Dem Weihnachtsfest geht in Griechenland eine Fastenzeit voraus, die vom 15. November bis einschließlich 24. Dezember dauert. Griechenland besteht ja aus vielen Inseln und das Festland ist auch eine Halbinsel. Daher spielt die Schifffahrt bei den Griechen natürlich eine große Rolle. So ist es nicht verwunderlich, dass früher in der Weihnachtszeit statt des bei uns üblichen Weihnachtsbaums viele Schiffe festlich geschmückt und beleuchtet wurden. Alle Reisenden kehrten zu Weihnachten in ihre Familien zurück. In letzter Zeit hat aber auch der Weihnachtsbaum in Griechenland Einzug gehalten. Allerdings sind Tannenbäume sehr teuer, weshalb viele Griechen auf Zypressen oder künstliche Weihnachtsbäume zurückgreifen.

Am 24. Dezember gehen in Griechenland die Kinder von Haus zu Haus und überbringen singend die Botschaft von der Geburt Christi. Man nennt dieses Singen Kalanda. Die Kinder werden mit Nüssen, Süßigkeiten oder auch Geld belohnt. Am Abend des 24. Dezember werden in Griechenland die Kamine entzündet. Diese brennen dann zwölf Nächte lang. Man will damit die Kalikantzeri (böse Kobolde) vertreiben, die das ganze Jahr über am Baum sägen, die Welt tragen und in der Weihnachtszeit auf die Erde kommen, um den Menschen böse Streiche zu spielen.

Das eigentliche Weihnachtsfest beginnt aber erst am 25. Dezember. An dem Tag gehen die Griechen am Morgen zum Gottesdienst. Abends findet ein großes Festessen im Kreis der Familie und mit Freunden statt. Zu diesem Essen gehören auch viele Süßigkeiten, die zu diesem Anlass gebacken werden: Koulourakia, Melomakarona, Kourambedes.

Der Höhepunkt des griechischen Weihnachtsfestes ist allerdings der 01. Januar, der Namenstag des Hl. Vasilius. Dieser Bischof aus Kleinasien soll in der frühen Christenzeit den Armen geholfen haben, indem er für sie Spenden sammelte. Zu seinem Gedenken wird ein besonderer Kuchen aus Hefeteig gebacken (Vassilopitta), in dem ein Geldstück versteckt wird. Der Kuchen wird an die Anwesenden verteilt und wer das Geldstück findet, hat das ganze Jahr über Glück. Übrigens erhalten die Kinder in Griechenland erst an diesem Tag ihre Geschenke. Die Griechen schmücken am 01. Januar ihre Häuser, denn sie glauben, dass der Hl. Vasilius sie aufsucht.
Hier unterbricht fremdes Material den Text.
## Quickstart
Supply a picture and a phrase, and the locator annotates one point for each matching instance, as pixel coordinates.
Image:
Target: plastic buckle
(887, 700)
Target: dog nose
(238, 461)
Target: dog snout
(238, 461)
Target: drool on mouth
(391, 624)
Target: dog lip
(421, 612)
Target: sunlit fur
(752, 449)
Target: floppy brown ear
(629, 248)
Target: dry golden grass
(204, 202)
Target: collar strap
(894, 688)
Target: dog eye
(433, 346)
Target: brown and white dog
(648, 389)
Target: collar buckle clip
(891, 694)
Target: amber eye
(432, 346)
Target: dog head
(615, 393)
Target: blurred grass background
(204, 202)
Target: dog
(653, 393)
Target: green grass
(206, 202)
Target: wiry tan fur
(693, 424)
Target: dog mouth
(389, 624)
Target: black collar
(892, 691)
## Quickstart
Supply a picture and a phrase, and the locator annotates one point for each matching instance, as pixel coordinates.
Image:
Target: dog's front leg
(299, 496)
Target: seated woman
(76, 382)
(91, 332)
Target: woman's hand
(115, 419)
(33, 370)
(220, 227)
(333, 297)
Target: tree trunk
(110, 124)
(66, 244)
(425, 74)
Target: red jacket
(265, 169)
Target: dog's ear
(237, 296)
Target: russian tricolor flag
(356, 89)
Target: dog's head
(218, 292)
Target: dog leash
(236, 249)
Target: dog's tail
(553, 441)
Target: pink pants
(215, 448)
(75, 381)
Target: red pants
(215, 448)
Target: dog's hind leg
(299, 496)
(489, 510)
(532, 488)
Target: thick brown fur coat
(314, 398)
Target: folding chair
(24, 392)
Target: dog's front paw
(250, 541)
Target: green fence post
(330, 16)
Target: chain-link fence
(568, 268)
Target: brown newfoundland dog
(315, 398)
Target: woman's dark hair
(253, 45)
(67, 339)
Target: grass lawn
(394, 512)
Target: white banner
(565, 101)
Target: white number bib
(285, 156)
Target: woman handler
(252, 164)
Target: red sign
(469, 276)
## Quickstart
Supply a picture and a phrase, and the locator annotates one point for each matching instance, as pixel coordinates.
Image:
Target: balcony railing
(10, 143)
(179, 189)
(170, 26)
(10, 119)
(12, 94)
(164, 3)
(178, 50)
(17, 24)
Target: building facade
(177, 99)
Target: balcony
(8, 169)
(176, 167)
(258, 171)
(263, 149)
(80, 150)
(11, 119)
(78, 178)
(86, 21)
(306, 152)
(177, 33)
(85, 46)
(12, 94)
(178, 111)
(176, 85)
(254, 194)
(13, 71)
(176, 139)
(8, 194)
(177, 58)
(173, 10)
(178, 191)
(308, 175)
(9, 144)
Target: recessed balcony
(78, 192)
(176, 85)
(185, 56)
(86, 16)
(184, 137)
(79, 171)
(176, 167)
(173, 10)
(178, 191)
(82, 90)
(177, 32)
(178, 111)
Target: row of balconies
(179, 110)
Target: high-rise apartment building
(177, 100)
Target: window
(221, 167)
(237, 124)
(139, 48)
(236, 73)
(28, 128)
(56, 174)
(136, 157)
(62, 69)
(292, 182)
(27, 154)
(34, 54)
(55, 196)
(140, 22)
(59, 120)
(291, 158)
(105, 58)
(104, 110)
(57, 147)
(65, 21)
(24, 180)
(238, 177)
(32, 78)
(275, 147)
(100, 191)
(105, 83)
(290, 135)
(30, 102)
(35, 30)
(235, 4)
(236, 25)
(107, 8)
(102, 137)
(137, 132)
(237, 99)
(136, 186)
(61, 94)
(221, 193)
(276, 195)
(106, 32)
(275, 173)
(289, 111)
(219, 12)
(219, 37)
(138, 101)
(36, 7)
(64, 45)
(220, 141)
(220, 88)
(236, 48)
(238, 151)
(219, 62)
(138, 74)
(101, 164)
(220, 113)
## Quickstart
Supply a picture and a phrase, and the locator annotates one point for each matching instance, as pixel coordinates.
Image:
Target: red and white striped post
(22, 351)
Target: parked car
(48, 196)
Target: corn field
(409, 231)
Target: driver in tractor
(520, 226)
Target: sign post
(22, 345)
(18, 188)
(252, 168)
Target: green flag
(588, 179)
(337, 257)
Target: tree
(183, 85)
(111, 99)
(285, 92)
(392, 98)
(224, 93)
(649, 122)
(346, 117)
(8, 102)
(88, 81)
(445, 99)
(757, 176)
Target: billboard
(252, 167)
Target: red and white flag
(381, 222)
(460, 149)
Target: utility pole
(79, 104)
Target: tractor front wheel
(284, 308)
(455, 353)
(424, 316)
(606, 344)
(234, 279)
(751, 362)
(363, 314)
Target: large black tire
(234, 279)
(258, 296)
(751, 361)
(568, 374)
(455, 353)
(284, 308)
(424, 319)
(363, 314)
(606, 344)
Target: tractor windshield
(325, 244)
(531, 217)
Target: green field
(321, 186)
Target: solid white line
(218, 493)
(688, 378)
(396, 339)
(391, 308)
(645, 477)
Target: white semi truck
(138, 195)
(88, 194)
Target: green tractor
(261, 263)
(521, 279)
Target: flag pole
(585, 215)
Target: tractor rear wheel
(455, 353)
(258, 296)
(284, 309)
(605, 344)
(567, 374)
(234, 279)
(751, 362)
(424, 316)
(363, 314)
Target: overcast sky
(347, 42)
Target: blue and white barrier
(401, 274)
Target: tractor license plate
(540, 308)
Am 06. Januar (Epiphania) feiern die gläubigen Griechen die Taufe Jesu durch Johannes den Täufer. Dabei gibt es unter anderem den Brauch, dass ein Priester ein goldenes Kreuz in ein Gewässer wirft und Jugendliche danach tauchen. Wer das Kreuz findet, erhält einen besonderen Segen.